Global Warming Is Making Arctic Lakes Disappear

Written by spacetravel.org   
Thursday, 09 June 2005 22:34
Global warming is causing permafrost, the normally frozen soil in the Arctic which makes lake beds watertight, to thaw. This is causing the water in the lake beds to drain away, resulting in the disappearance of thousands of Arctic lakes.

The Arctic’s ice sheets normally reflect much of the sunlight that falls on them back into space, but the ice sheets are receding and exposing the land and sea underneath. The darker land and sea absorb more heat than ice, so they heat up still more, which causes the ice to melt even faster. Because of this, the Arctic is warming faster than any other region on Earth.
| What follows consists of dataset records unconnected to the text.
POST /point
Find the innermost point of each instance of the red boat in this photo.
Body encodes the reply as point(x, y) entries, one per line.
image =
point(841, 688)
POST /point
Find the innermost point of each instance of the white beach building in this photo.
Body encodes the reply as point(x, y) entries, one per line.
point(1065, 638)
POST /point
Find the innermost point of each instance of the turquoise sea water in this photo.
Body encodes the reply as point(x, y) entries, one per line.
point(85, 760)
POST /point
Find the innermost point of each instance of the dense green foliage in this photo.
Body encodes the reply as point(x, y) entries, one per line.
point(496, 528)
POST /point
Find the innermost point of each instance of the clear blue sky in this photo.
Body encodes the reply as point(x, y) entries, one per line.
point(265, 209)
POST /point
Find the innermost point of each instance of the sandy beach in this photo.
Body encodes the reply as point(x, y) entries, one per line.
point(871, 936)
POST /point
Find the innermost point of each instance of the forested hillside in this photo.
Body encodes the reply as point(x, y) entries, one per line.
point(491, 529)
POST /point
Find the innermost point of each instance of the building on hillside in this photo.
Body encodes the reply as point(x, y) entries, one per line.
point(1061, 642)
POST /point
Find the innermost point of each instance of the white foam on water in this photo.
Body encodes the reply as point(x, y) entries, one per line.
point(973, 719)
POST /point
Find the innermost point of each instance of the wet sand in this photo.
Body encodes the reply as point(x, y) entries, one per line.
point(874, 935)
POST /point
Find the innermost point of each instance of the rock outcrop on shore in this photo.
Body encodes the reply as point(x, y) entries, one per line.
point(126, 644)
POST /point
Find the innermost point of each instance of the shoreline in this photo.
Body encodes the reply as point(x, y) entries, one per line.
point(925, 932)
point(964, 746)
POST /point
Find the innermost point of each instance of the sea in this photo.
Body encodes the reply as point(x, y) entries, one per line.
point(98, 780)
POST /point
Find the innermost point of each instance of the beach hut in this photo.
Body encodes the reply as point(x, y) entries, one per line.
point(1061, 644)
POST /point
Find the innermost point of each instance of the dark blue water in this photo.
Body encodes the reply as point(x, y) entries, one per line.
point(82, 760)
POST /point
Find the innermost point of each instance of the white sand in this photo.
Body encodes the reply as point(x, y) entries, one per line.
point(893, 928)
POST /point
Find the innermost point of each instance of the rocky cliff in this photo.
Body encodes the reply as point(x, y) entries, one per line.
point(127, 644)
According to Larry Smith of the University of California, Los Angeles, the prevailing thought is that the warming will cause the permafrost to thaw and make the lakes more abundant. Some studies have shown that a few Arctic lakes are expanding.

Yet In 2003, Larry Hinzman and Kenji Yoshikawa of the University of Alaska Fairbanks discovered that global warming is causing lakes in Council, Alaska to shrink. Hinzman and Yoshikawa suggested that the permafrost is turning into porous soil, which is allowing the lakes to soak away. This study only encompassed a small region of the Arctic, so Hinzman, Yoshikawa and their colleagues looked at a much larger portion of the Arctic: a 515,000-kilometer area in Siberia. By comparing satellite pictures from the 1970s to those from 1997 to 2004, the team discovered that the total surface area of lakes there had decreased by 93,000 hectares. More than 1000 large lakes, each originally bigger than 40 hectares, have shrunk, while 125 others have disappeared. When looking at the northern part of the Arctic within their survey area, Hinzman and Yoshikawa’s team found that the total surface area of the lakes there had increased by 13,300 hectares. However, taken as a whole, more lakes are shrinking than growing in the region.

According to the researchers, the permafrost in the north is very thick. When it melts, deeper layers, which can contain the lakes, remain, so the lakes expand. However, the permafrost in the south is thinner and not continuous, so its thawing allows the lake to soak into the soil.